Sulla questione interviene anche Paul Horsman, un biologo marino britannico della Newcastle University e del Portsmouth Polytechnic e un attivista ambientalista che da 20 anni collabora con le campagne di Greenpeace.

«Quindi, cosa sta succedendo là fuori? – si chiede Horsman – La BP sta iniettando migliaia di galloni di disperdenti chimici nel petrolio sottomarino. Questi prodotti chimici sono velenosi e servono a “rompere” semplicemente il petrolio facendo in modo che alcuni pozzi lo disperdano ulteriormente, ma in modo più ” sottile” e meno evidente. Centinaia di miglia di barriere sono state messe in opera nel tentativo di fermare la marea nera incombente; balle di paglia e materiali assorbenti sono stati installati lungo lungo i limiti dell’alta marea, camion militari ed elicotteri distribuiscono persone e attrezzature; adesso i capitani guardano dalle loro barche ormeggiate nel porto. Con la perforazione in acque profonde, la BP ha spinto la tecnologia fino ai suoi limiti. Questo incidente dimostra che la hanno spinta oltre i suoi limiti. Nessuno sa come fermare questa fuoriuscita. Nessuno sa quali saranno gli impatti delle migliaia di tonnellate di greggio che si espandono dal fondo del mare, mischiati a migliaia di litri di sostanze chimiche disperdenti. Il petrolio è tossico, i disperdenti sono tossici e la loro combinazione certamente avrà grandi impatti.

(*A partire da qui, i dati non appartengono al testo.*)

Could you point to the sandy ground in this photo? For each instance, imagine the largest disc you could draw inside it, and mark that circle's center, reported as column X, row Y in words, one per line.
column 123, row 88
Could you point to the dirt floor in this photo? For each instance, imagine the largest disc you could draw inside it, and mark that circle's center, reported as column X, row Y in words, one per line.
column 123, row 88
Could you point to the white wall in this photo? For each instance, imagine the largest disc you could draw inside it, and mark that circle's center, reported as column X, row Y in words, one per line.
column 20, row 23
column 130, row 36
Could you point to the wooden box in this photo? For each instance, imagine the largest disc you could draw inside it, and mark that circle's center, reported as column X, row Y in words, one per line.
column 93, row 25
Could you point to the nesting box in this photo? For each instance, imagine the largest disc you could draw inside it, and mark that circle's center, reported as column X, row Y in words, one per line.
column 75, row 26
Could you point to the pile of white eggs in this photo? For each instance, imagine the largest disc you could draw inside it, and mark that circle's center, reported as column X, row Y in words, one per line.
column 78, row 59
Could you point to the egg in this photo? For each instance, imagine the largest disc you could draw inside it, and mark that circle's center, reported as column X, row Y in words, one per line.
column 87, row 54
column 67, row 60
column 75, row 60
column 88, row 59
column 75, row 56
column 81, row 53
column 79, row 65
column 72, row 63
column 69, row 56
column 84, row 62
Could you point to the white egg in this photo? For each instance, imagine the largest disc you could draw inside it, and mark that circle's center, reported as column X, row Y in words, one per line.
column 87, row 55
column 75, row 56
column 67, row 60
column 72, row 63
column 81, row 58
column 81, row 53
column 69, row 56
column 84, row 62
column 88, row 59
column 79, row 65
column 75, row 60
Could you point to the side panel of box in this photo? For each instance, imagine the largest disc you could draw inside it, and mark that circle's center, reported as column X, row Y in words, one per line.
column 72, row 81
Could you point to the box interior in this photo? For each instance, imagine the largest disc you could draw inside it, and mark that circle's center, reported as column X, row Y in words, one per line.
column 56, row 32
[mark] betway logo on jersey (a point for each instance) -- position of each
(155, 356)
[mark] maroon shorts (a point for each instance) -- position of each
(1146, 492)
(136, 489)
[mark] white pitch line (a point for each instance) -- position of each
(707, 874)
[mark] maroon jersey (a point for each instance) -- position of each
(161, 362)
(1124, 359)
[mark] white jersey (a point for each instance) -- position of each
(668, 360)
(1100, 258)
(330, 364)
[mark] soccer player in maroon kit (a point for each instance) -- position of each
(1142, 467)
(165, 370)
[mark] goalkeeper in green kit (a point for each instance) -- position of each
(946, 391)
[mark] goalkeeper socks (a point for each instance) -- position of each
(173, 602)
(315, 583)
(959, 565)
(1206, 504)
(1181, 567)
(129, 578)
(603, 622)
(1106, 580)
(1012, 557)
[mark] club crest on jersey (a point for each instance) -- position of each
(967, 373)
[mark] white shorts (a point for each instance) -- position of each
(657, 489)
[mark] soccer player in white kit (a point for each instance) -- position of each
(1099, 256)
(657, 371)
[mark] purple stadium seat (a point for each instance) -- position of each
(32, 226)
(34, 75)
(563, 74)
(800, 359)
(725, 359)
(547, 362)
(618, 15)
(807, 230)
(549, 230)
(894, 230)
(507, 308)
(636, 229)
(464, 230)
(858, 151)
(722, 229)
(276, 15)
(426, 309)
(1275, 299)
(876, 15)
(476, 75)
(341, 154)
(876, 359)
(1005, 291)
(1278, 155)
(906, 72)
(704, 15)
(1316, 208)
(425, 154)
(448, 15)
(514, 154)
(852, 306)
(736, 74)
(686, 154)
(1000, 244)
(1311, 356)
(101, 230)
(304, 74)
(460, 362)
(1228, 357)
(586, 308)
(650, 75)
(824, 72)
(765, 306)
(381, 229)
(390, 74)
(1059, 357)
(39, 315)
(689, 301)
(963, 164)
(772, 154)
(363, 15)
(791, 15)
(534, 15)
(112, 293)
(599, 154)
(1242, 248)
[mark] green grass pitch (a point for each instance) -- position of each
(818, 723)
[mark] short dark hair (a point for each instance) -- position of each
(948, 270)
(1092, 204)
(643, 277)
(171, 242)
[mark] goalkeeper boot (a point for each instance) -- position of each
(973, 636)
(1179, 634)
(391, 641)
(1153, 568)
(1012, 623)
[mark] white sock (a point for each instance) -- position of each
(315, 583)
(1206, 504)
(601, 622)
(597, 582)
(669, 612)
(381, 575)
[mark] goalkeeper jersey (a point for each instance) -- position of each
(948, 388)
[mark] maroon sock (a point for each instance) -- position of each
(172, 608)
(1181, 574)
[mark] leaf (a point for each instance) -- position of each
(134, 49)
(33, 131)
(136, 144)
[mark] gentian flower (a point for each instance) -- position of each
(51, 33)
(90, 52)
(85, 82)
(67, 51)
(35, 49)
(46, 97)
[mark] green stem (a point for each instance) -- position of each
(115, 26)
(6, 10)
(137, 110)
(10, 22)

Horsman è anche preoccupato che la tragedia del Golfo del Messico faccia passare in secondo piano quello che stanno combinando le Big Oil nel resto del mondo: «Lo scorso ottobre mi trovavo in Canada settentrionale, dove Greenpeace sta conducendo una campagna contro le sabbie bituminose, una frontiera dello sviluppo del petrolio che sta creando un gran casino nero. Ad ognuna delle estremità del Nord America c’è un enorme pasticcio nero causato dalle industrie petrolifere, che stanno distruggendo l’ambiente nel loro disperato tentativo di impadronirsi delle ultime frontiere dove resta il petrolio. In mezzo a questi disastri, questa industri vuole spostarsi ulteriormente nel fragile Artico. Questa è una follia miope. Tutto questo deve finire. Anche se non possiamo smettere di usare il petrolio domani, sappiamo che dobbiamo abbandonare l’utilizzo del petrolio e di tutti i combustibili fossili il più rapidamente possibile. Questo cambiamento inizia con lo stop all’industria petrolifera di andare oltre. Mentre il petrolio continua la sua emorragia dal fondo dell’oceano, qui nel Golfo del Messico, un chiaro messaggio deve essere inviato al governo ed all’industria: stop all’esplorazione petrolifera e passaggio a fonti di energia pulita sostenibile che sono il futuro. L’industria petrolifera è il passato».